PND40 - Assessment of the Burden of Multiple Sclerosis On Family Caregivers By Patient Disability Severity

Abstract

Multiple sclerosis (MS) is a disabling disease that may require caregiving. The objective of this study is to assess the burden of MS on family caregivers by patient disability severity. This study used data from Adelphi Multiple Sclerosis Disease Specific Programme, a cross-sectional survey with caregiver-reported data in the United States and Europe between 2013 and 2016. Patient disability was categorized by the expanded disability status scale (EDSS) score as no disability (0-1.5), mild (2-3.5), moderate (4-5.5) and severe disability (>=6). The impact of MS on caregiver’s quality of life (measured by CAREQOL-MS), self-rated health, time spent on caregiving, and employment status was compared across disability severity using trend test. Approximately 35% of MS patients reported having caregivers and 76% of the caregivers were family members. A total of 2,463 family caregivers of MS patients were included: 769 (31%) for patients of no disability, 651 (26%) for mild, 537 (22%) for moderate, and 506 (21%) for severe disability.
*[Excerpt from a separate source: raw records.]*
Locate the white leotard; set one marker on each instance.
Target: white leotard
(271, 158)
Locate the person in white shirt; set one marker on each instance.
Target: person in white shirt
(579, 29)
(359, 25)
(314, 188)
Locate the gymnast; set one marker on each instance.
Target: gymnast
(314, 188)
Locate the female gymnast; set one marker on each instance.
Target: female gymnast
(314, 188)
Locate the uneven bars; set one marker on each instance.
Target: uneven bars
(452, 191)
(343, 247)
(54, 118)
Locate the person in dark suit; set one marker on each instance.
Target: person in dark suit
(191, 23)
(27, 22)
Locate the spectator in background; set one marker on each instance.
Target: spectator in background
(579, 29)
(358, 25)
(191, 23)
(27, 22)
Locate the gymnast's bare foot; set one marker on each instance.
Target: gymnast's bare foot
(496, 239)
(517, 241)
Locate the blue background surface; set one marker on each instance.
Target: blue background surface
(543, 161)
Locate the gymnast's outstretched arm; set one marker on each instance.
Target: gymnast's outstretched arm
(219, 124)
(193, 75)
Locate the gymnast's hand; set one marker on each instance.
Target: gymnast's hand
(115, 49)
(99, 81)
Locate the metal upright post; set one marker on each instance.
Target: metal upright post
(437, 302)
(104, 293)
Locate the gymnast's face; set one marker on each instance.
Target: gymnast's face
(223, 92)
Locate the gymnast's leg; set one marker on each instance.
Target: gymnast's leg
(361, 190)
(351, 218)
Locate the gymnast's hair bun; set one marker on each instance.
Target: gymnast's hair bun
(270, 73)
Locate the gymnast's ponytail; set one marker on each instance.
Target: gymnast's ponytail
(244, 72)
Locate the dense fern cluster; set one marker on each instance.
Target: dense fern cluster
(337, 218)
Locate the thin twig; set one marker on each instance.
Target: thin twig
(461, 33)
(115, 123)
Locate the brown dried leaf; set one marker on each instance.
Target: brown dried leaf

The total CAREQOL-MS scores (higher means worse) in no disability, mild, moderate, and severe disability groups were 47, 56, 65, and 71, respectively (p<0.01). Caregivers of higher patient disability level were more likely to report moderate to severe impact of providing MS care on their own health (14%, 22%, 35%, 42%, p<0.01). As the patient disability increased, caregivers spent more hours per day providing care (1.9, 3.1, 4.2, 5.9, p<0.01) and more employed caregivers reported work productivity as impacted(29%, 45%, 63%, 71%, p<0.01). The majority of reported caregivers were family members. Caregivers of MS patients with more severe disability had poorer quality of life, self-rated health, and productivity. Controlling or delaying disability progression in MS patients is essential to reduce the family caregiver burden.